Une décision qui ne fait pas l’unanimité


Alain Beaulieu - 08/09/2006

Le CRTC a décidé de reconduire la décision qu’il a pris en mai 2005 concernant les services de téléphonie Internet, mais songe à réduire à 20 % le seuil de perte de la part de marché des grandes compagnies de téléphones.

Le Conseil de la radiodiffusion et des télécommunications canadiennes (CRTC) a rendu public le résultat de son exercice de révision de sa décision prise en mai 2005 concernant les services de communications vocales sur protocole Internet. On se rappellera que l’organisme de réglementation avait alors décidé d’appliquer à cette catégorie de services, qu’il considère comme un service téléphonique, la même réglementation que celle qui s’applique aux services de téléphonie locale, caractérisée par une abstention de réglementation.

Cette abstention, qui favorise le recours au libre jeu du marché, était alors perçue comme un moyen d’offrir aux consommateurs canadiens un plus grand choix et des prix avantageux. L’organisme avait, en outre, établi à 25 % le seuil d’érosion de la part de marché des grandes compagnies de télécommunications, au-dessus duquel elles pourront, elles aussi, bénéficier d’une absence de réglementation, ce, dans le but de faciliter le développement des entreprises de services locales. Cette absence de réglementation permet, en outre, aux concurrents d’utiliser, à des conditions de gros, les infrastructures de réseau public contrôlées par les grandes entreprises de télécommunications.

L’organisme a donc décidé, au terme de son exercice de révision, de reconduire la décision prise en mai 2005. À la seule différence qu’il se propose d’évaluer la possibilité d’abaisser le seuil d’érosion de la part de marché des grandes compagnies de télécommunications à 20 %, en raison du développement rapide de la concurrence dans le secteur des services de téléphonie Internet au pays. Le CRTC entend donc réévaluer prochainement l’état de la concurrence locale pour ce type de services.

Évidemment, la décision du CRTC ne fait pas que des heureux. La québécoise Vidéotron et la manitobaine MTS Allstream font partie des entreprises qui sont favorables à la décision du CRTC.

Vidéotron estime, en outre, que le CRTC a effectué une analyse juste de la situation qui prévaut sur le marché des services de communication. La compagnie croit cependant que l’organisme devrait maintenir à 25 % le seuil de perte des parts de marché, laquelle mesure est nécessaire pour assurer à moyen terme une concurrence viable, puisqu’elle facilite le développement des concurrents. « À ce seuil de 25 %, les géants de la téléphonie et anciens monopoles contrôleront toujours 75 % du marché; une part de gâteau considérée comme fortement dominante dans n’importe quelle industrie », croit le président et chef de la direction de Vidéotron, Robert Dépatie.

MTS Allstream croit, pour sa part, que la décision du CRTC contribuera de façon significative au succès de la politique du gouvernement canadien en faveur d’un accroissement de la concurrence dans le domaine des services de télécommunications.

Les mécontents

Au chapitre des mécontents, on trouve la Coalition for Competitive Telecommunications, qui représente plusieurs associations professionnelles canadiennes, dont toutes les commissions scolaires du Québec, les Manufacturiers et exportateurs du Canada et l’Association des banquiers canadiens.

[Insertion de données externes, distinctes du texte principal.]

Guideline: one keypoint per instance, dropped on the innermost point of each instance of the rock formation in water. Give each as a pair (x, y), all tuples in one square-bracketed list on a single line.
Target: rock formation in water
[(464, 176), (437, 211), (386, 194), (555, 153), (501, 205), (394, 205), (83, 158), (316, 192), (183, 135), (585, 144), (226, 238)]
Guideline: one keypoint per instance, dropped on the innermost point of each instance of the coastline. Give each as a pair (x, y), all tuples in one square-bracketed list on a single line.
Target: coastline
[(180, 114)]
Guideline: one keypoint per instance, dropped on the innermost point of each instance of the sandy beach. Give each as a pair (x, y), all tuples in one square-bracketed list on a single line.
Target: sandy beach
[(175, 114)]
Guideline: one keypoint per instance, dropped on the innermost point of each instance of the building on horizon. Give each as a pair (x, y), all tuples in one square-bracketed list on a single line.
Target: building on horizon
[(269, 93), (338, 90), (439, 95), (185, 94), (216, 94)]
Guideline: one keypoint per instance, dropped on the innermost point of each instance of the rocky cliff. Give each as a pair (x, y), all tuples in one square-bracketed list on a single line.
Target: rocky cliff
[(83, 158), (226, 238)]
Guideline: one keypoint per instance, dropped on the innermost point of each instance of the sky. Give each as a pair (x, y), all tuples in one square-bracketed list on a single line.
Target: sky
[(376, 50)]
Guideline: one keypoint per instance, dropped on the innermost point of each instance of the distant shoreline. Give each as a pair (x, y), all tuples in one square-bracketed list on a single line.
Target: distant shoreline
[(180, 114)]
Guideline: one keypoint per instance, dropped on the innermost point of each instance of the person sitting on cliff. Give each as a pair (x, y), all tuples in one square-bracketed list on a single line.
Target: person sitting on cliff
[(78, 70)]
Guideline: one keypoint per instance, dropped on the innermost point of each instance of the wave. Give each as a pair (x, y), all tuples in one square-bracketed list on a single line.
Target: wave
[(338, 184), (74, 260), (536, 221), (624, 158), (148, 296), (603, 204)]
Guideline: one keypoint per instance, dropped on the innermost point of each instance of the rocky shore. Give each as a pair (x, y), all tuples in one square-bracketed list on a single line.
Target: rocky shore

Considérant que la situation actuelle défavorise les organisations canadiennes vis-à-vis leurs concurrents étrangers, la Coalition demande au CRTC de déréglementer complètement les services de téléphonie Internet.

Le fournisseur saskatchewannais de services de communications SaskTel va plus loin et soutient que la décision du CRTC contribue à limiter l’éventail de services offerts aux consommateurs saskatchewannais et canadiens et à accroître les prix, obstacles que les forces du marché enrayeraient si les services de téléphonie Internet étaient soumis aux seules règles de la concurrence. Qui plus est, le fournisseur considère que la décision du CRTC favorise les fournisseurs étrangers et les grandes compagnies de télécommunications nationales et traduit l’incapacité de l’organisme fédéral d’aligner le cadre réglementaire aux nouvelles technologies et réalités du marché.

Reconnaissant l’importance de maintenir un cadre réglementant les services de télécommunications fondés sur Internet, Rogers croit néanmoins que le CRTC doit modifier le cadre actuel. Les modifications devront permettre d’offrir plus de choix aux consommateurs, d’encourager l’innovation et le développement de nouveaux services et de favoriser l’instauration d’un environnement concurrentiel juste et flexible.